Boston Resets the Standard
It’s a first for North American public schools! Boston has just announced that the Peters World Map will now be standard issue in classrooms system-wide. Here's the fascinating story as reported March 19, 2017 in The Guardian, one of the world’s outstanding international newspapers.
The school system’s ground-breaking decision was also reported in The Boston Globe and by National Public Radio, and overseas by Der Spiegel, a prominent German news magazine. Others will surely be added in the coming days.
Will other school systems follow suit? To ask the question is really to ask, Why should millions of students – just because they happen to live outside Boston, U.S.A. and are not enrolled in that public education system - be brain-washed with distorting views when better maps are available?
In an earlier blog posting we highlighted a forward-looking private school – Mounds Park Academy in St. Paul, Minnesota – that uses maps, including the Peters, creatively.
Other Maps to Open Our Minds
Some of us make this point as forcefully as we can: There are many ways to see the world.
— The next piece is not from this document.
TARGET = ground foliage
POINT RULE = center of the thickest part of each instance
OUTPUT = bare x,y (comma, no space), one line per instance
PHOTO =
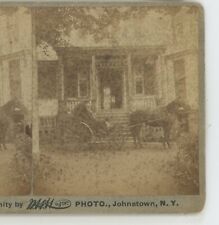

Parag Khanna, whose book Connectography: Mapping the Future of World Civilization I highly recommend, stands high on the list of those who think outside the Mercator box, who see the world with fresh eyes, realistically, provocatively. Esquire Magazine, for example, named him one of the "75 Most Influential People of the 21st Century." (Personal thanks to Jim Taylor, who wrote the helpful group guidance for the print edition of How Maps Change Things, for alerting me to a review of Khanna's book, by Taz Loomans; I now offer it to you, convinced that it will open up new vistas for you too.)
Please note that Khanna wrote his book - and Loomans her review - while Donald Trump and others were vying for the highest office in the USA; I believe these now seems eerily prescient, not just for Americans but for people everywhere.
Smart Cities and a Borderless World: What If Maps Revealed Infrastructure, Not Borders?
So, the world of mapping continues to change, and – equally important – continues to change us and how we live in the world.